Our little corner booth in the global supermarket of ideas passed a significant threshold today: 100 posts. Not by design, but just as part of the flow of those ideas, the post that set the mark was not from one of the regulars here but from a guest, Ashley Turner.
Ashley is just one of 29 students who are part of the International Media program at American University. Although the blog is open to all of those students and faculty too, only a handful of us are regular contributors for now. (And of course the whole internet world may read and comment on the blog.) But we certainly appreciate having contributions from the wider group of informed perspectives. Her post, “The Media & South Korean Public Diplomacy” looks at the intersection between popular culture (The K-Pop movement or Korean pop music along with Korean cinema) and national cultural policy as a projection of a state’s soft power image.
Beyond the editors, the most prolific writers here are Gabby LaVerghetta and Becky Mezzanotte. Gabby’s most popular posting with readers is “Europe: Are the Media Framing Italy’s Mario Monti for Success or Failure?”. Becky’s most popular posting is “Film Review: Tinker, Tailor, Soldier, Spy.“
Lest you think that the blog lingers a bit too much on Eurocentric topics, given that short list, the most popular post on the blog is about both Africa and the developed world’s stereotypes surrounding that continent and its problems.
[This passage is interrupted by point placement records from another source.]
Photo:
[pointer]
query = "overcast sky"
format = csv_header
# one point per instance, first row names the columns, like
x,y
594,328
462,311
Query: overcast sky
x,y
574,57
That is reflected in Ginnie Seger’s posting “Define Necessity: Reporting or Exploitation.”
One of our blog’s alums, Jessica Andrews has the next popular posting “Cinque Terre’s Flood Reveals the Power of Non-Traditional News Sources” which returns us to Europe. But what this shows is that the blog truly does have a global view from Asia to Africa to Europe. The readers and writers both seem to like that.
And although other academic blogs might have hit the centennial mark two or three times as fast, that hasn’t seemed to matter much here as the audience has grown nicely and also comes from all around the world. We encourage you to keep reading (and perhaps commenting here and there). If you do so, we’ll keep writing.